Dell’ennesima zuffa interna alla maggioranza sulla politica estera resta, certo, la sensazione che qualcosa si sia effettivamente rotto nel rapporto tra Bossi e Berlusconi, così come nel partito di Bossi e in quello di Berlusconi. Ma non è questo a stupire: tra il Cavaliere e il senatur il sodalizio è stato da sempre tormentato. E questa maggioranza ha passato sostanzialmente l’intera legislatura a farsi la guerra. Ci sono, tuttavia, due motivi di stupore.

Il primo è che si continuino a prendere sul serio le minacce leghiste alla stabilità dell’Esecutivo. Eppure la saggezza popolare, in questi casi più che mai adeguata come strumento cognitivo, insegna che «can che abbaia non morde». Non senza una prospettiva di tornaconto politico, si deve aggiungere con un altrettanto adeguato cinismo. Se Fini ha rotto dopo mesi di schermaglie, insomma, è perché aveva in mente un progetto alternativo a quello che lo accomunava a Berlusconi. Lo stesso non si può dire della Lega: andando da sola si condannerebbe a un complicato equilibrismo che rischierebbe di emarginarla dalle stanze del potere; e che intenda traslocare nuovamente a sinistra sembra al momento, nonostante i tentativi di dialogo con il Pd sul federalismo, fantapolitica. Così abbaia, ma si guarda bene dal mordere. Ergo: tanto rumore per nulla. Un misto di campagna elettorale e preparazione al riassetto di entrambi i partiti che avrà luogo nel dopo-amministrative.

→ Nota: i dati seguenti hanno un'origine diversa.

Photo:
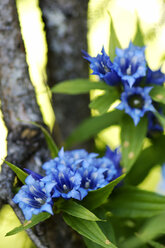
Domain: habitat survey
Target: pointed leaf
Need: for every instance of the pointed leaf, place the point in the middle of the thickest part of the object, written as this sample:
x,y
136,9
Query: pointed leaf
x,y
50,142
138,39
97,197
103,102
131,140
158,94
92,126
78,86
20,173
90,244
155,153
88,229
131,202
152,228
113,41
77,210
28,224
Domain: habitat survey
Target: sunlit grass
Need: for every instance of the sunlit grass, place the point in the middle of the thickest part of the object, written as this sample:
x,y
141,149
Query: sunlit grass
x,y
36,50
8,222
124,16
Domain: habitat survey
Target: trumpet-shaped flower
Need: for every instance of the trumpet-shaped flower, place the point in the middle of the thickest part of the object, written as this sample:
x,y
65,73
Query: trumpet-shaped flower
x,y
155,77
130,63
103,67
32,198
115,157
136,102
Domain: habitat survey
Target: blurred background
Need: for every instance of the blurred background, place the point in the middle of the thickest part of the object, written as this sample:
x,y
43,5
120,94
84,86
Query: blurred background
x,y
125,15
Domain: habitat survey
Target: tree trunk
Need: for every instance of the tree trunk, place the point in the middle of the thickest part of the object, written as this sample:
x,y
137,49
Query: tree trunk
x,y
66,31
26,144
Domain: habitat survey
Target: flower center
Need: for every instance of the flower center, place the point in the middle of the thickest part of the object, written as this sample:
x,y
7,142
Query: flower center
x,y
136,101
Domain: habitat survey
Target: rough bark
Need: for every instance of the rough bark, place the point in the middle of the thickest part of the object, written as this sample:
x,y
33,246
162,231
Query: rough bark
x,y
26,144
66,31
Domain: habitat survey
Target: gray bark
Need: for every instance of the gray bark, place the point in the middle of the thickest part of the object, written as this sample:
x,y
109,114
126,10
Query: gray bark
x,y
26,144
66,31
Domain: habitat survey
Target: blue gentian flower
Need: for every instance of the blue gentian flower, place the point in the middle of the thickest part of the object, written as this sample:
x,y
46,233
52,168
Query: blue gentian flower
x,y
92,179
108,168
115,157
63,182
155,77
136,102
130,63
32,198
103,67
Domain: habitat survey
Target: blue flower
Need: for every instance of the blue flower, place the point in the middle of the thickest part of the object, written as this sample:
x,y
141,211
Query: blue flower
x,y
103,67
92,179
115,157
136,102
130,63
108,168
155,77
32,198
63,182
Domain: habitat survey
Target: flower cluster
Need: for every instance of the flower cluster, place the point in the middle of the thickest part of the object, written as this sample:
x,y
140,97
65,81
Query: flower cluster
x,y
70,175
130,72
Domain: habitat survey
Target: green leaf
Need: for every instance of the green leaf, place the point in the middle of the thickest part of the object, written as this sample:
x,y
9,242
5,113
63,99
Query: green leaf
x,y
106,228
77,210
103,102
152,228
158,94
131,202
90,244
92,126
20,173
28,224
113,41
155,244
138,39
97,197
155,153
131,140
50,142
78,86
88,229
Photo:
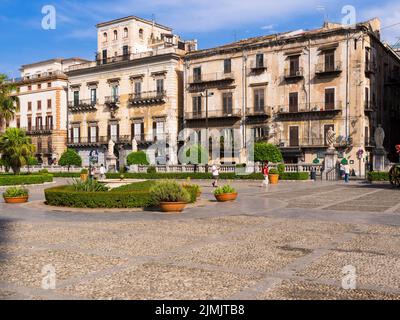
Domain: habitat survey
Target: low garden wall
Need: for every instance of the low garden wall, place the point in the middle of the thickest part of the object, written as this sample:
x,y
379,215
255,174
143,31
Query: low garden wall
x,y
24,179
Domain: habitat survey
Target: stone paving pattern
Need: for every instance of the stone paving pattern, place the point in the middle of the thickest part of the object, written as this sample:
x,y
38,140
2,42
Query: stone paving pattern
x,y
289,241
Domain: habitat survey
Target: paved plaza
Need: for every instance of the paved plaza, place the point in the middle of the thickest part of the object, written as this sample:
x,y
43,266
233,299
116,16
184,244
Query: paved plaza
x,y
289,241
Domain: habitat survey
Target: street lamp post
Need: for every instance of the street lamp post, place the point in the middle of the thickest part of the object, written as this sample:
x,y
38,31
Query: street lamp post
x,y
207,94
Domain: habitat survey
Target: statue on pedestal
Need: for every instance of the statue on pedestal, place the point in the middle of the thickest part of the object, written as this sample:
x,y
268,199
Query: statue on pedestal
x,y
134,145
111,146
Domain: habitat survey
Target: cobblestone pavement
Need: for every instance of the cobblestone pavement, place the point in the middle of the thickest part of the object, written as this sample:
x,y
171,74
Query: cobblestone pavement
x,y
289,241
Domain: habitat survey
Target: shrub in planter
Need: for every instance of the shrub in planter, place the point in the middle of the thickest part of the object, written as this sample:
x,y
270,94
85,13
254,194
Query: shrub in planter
x,y
151,170
170,196
378,176
16,195
273,176
66,196
14,180
137,158
89,186
194,191
225,193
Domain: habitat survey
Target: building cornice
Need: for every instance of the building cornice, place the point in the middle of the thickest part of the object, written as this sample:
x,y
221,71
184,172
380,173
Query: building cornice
x,y
125,64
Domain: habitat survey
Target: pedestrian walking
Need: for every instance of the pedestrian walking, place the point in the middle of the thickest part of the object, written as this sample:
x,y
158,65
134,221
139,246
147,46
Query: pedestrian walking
x,y
215,173
102,172
266,175
346,173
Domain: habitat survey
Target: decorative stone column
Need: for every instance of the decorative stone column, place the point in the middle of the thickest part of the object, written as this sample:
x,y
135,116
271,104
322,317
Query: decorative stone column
x,y
331,155
379,154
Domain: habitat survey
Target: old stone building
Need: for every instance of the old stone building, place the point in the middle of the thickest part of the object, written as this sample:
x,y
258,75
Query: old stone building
x,y
42,94
290,88
132,94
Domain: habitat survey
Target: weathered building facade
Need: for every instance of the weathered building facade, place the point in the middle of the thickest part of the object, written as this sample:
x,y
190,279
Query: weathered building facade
x,y
132,94
42,95
290,88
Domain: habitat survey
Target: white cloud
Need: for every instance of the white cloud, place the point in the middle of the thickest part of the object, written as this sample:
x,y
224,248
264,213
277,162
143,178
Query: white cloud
x,y
389,14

Il secondo motivo di stupore ha meno a che fare con le alchimie del Palazzo e più con la nostra società. Perché a stupire è il grado di indifferenza con cui è stato accolto l’argomento leghista, ribadito in prima pagina su La Padania di oggi, secondo cui «bombe uguale più clandestini». E cioè che l’intervento militare in Libia sia da condannare non per ragioni umanitarie, per una qualche variante dell’ideale pacifista o per chissà che calcolo strategico che restituisce, come risultato dei bombardamenti, più morti insensate e più instabilità nel Paese. Ma per il puro e semplice interesse di bottega di non vedere migliaia di disperati approdare alle nostre coste in cerca di aiuto. Non per la disperazione dei disperati (quelli bisogna «aiutarli a casa loro», qualunque cosa ciò significhi in un Paese in guerra), ma per quella dei padani costretti ad accoglierli. Proprio quando vorrebbero semplicemente mandarli «fuori dalle balle».

Questa indifferenza, dovuta forse all’assuefazione a vent’anni di leghismo, misura le difficoltà della nostra convivenza civile e della nostra democrazia ben più del rincorrersi delle dichiarazioni contraddittorie e improvvisate della maggioranza. Sempre che il leghismo non sia l’effetto, invece della causa, di quell’indifferenza. Allora allo stupore dovrebbe sostituirsi una forma particolarmente rassegnata di preoccupazione per ciò che ci attende.